The main beneficiary has been the U.S. dollar. The greenback started the year strong, Sager said, but was relatively overvalued in terms of long-term valuation metrics. However, market uncertainty and rising rates typically support the U.S. dollar, and Sager said that will likely continue in the coming months.
“The U.S. dollar has certainly been a primary beneficiary of the outlook for inflation and interest rates that we’re currently seeing,” he said.
In terms of other picks for the currency markets, Sager looks at currencies of countries with relatively good long-term growth prospects. For example, he likes the Mexican peso and Indian rupee due to their attractive valuations and improving fundamentals. He said countries that “are not significantly positively correlated to a slowing global economy” are the most attractive.
More cyclical currencies such as the Canadian dollar and the New Zealand dollar, which rise when the economy is strong and depreciate when it’s weaker, can be exploited in this environment, Sager said.

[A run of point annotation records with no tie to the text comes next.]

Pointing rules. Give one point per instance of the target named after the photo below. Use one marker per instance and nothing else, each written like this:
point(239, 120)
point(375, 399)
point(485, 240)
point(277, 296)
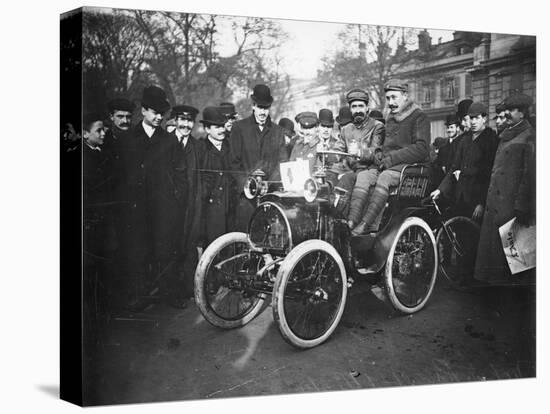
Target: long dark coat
point(189, 203)
point(474, 159)
point(152, 192)
point(407, 137)
point(219, 194)
point(253, 149)
point(512, 187)
point(97, 202)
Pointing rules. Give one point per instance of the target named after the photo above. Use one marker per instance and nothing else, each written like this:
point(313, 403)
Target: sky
point(309, 41)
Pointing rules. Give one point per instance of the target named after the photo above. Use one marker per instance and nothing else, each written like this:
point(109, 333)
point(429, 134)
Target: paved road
point(168, 354)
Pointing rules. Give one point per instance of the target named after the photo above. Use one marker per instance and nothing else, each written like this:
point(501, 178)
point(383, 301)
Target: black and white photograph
point(294, 207)
point(257, 224)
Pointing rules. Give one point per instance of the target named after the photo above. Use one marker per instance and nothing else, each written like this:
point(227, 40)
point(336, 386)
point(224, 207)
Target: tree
point(126, 50)
point(368, 59)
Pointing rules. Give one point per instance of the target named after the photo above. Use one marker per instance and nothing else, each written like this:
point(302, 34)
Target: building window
point(426, 93)
point(449, 88)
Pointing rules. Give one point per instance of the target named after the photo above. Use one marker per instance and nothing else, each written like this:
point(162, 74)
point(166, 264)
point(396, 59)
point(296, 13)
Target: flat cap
point(396, 85)
point(120, 104)
point(477, 108)
point(287, 124)
point(185, 111)
point(519, 100)
point(376, 114)
point(452, 119)
point(357, 95)
point(344, 116)
point(326, 117)
point(307, 119)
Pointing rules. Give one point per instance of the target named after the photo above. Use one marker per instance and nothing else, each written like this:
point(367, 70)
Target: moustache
point(358, 117)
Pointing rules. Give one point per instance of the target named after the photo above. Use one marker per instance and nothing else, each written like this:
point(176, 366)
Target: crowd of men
point(154, 198)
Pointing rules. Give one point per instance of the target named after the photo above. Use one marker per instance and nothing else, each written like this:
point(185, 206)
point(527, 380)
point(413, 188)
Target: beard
point(358, 117)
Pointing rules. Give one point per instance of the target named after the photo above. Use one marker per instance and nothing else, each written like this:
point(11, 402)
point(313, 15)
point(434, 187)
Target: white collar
point(149, 130)
point(92, 148)
point(216, 143)
point(181, 138)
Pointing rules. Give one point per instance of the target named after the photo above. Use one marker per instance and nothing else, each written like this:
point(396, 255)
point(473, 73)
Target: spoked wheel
point(309, 294)
point(222, 288)
point(457, 243)
point(411, 267)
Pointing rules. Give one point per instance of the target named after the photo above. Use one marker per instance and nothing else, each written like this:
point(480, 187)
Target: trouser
point(365, 180)
point(346, 182)
point(387, 179)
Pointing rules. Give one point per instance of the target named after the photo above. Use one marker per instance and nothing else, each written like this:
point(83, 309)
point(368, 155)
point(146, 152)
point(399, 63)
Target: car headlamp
point(251, 188)
point(310, 190)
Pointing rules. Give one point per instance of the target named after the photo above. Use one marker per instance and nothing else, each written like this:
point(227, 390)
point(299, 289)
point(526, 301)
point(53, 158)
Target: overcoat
point(474, 160)
point(219, 194)
point(407, 137)
point(189, 202)
point(369, 135)
point(511, 187)
point(151, 190)
point(251, 149)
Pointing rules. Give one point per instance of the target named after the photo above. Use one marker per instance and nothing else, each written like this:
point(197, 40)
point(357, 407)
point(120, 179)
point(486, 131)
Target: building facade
point(485, 67)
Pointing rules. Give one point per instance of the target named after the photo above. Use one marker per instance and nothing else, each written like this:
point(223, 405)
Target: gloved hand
point(522, 217)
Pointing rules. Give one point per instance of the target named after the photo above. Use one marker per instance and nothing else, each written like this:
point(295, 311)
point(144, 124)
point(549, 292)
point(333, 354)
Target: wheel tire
point(288, 311)
point(466, 233)
point(211, 303)
point(408, 291)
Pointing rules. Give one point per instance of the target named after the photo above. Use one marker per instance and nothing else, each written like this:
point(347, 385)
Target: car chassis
point(299, 250)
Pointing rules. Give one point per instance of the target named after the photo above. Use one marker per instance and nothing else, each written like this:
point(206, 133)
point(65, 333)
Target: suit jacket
point(189, 185)
point(253, 149)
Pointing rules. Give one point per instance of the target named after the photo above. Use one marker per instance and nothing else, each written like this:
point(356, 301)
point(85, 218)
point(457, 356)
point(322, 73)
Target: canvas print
point(276, 206)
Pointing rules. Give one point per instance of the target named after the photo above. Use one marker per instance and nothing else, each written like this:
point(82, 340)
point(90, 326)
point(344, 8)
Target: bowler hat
point(376, 114)
point(344, 116)
point(326, 118)
point(307, 119)
point(500, 107)
point(211, 115)
point(396, 85)
point(228, 109)
point(185, 111)
point(519, 101)
point(155, 98)
point(357, 95)
point(261, 95)
point(287, 124)
point(120, 104)
point(452, 119)
point(463, 107)
point(477, 108)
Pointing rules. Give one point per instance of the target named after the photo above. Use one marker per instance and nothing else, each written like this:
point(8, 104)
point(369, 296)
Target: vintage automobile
point(299, 250)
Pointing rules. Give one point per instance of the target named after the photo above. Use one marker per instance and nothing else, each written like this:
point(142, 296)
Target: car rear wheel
point(411, 266)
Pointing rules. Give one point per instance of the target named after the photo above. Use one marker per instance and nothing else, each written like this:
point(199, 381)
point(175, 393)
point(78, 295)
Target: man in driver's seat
point(407, 142)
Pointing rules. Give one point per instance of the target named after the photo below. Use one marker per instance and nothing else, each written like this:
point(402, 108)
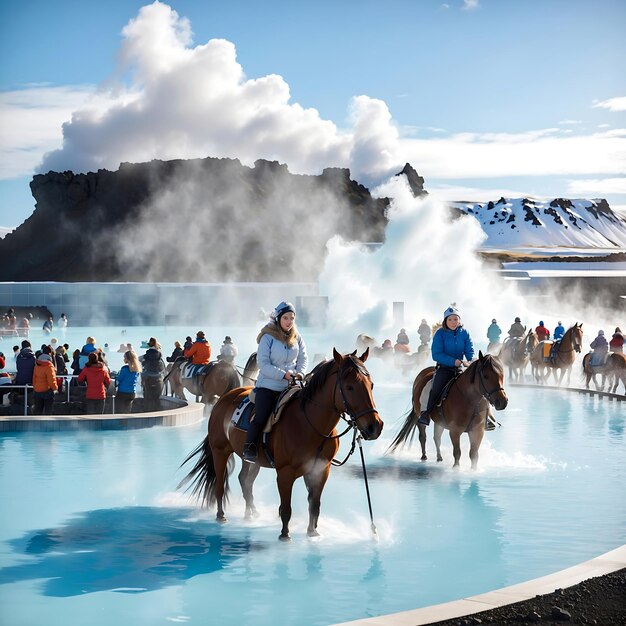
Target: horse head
point(490, 373)
point(355, 386)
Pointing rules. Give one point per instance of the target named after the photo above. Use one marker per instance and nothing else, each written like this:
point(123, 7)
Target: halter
point(483, 388)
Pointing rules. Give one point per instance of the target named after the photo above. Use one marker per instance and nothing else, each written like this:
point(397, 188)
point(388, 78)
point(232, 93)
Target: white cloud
point(193, 102)
point(588, 187)
point(612, 104)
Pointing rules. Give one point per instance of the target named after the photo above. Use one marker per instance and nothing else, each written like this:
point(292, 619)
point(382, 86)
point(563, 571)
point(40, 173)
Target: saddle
point(244, 413)
point(189, 370)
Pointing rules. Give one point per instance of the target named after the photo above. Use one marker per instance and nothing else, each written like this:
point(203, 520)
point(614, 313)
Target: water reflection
point(128, 550)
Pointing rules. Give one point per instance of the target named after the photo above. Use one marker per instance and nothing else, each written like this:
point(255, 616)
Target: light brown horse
point(614, 370)
point(570, 344)
point(464, 409)
point(515, 353)
point(302, 443)
point(220, 379)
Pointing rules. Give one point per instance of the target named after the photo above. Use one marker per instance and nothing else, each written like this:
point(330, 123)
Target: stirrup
point(250, 453)
point(423, 419)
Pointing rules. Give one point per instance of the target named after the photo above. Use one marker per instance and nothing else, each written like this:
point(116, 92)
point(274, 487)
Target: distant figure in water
point(47, 325)
point(559, 331)
point(617, 341)
point(228, 351)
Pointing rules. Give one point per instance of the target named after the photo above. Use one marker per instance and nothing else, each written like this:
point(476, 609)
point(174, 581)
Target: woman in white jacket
point(281, 356)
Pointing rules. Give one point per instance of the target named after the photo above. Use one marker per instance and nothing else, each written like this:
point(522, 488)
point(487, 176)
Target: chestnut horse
point(614, 370)
point(570, 344)
point(220, 379)
point(302, 443)
point(464, 409)
point(515, 353)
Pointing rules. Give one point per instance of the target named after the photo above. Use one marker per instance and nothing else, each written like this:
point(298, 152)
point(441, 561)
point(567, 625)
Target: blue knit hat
point(282, 308)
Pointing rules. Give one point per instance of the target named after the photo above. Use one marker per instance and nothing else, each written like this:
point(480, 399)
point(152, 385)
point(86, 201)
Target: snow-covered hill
point(513, 223)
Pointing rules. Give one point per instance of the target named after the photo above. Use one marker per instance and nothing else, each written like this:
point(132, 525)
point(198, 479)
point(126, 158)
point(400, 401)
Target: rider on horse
point(200, 350)
point(517, 330)
point(452, 347)
point(281, 356)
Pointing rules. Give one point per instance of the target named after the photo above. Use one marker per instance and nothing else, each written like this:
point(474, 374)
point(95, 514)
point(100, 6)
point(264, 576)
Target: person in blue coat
point(559, 331)
point(452, 347)
point(281, 357)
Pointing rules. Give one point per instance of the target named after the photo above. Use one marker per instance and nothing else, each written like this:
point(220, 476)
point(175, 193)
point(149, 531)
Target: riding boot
point(423, 418)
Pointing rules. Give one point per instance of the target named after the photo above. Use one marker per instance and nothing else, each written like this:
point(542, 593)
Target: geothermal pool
point(94, 531)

The loonie slid to two-year lows last week after the U.S. Federal Reserve raised its interest rate by another 75 basis points. The loonie was trading below US$0.73 on Monday.
In terms of currencies to avoid, Sager said the euro, the British pound and the Swedish krona are risky now. The risk of a recession is elevated in Europe as a result of the energy crisis and tightening monetary policy, he said.
The pound fell to an all-time low against the U.S. dollar on Monday.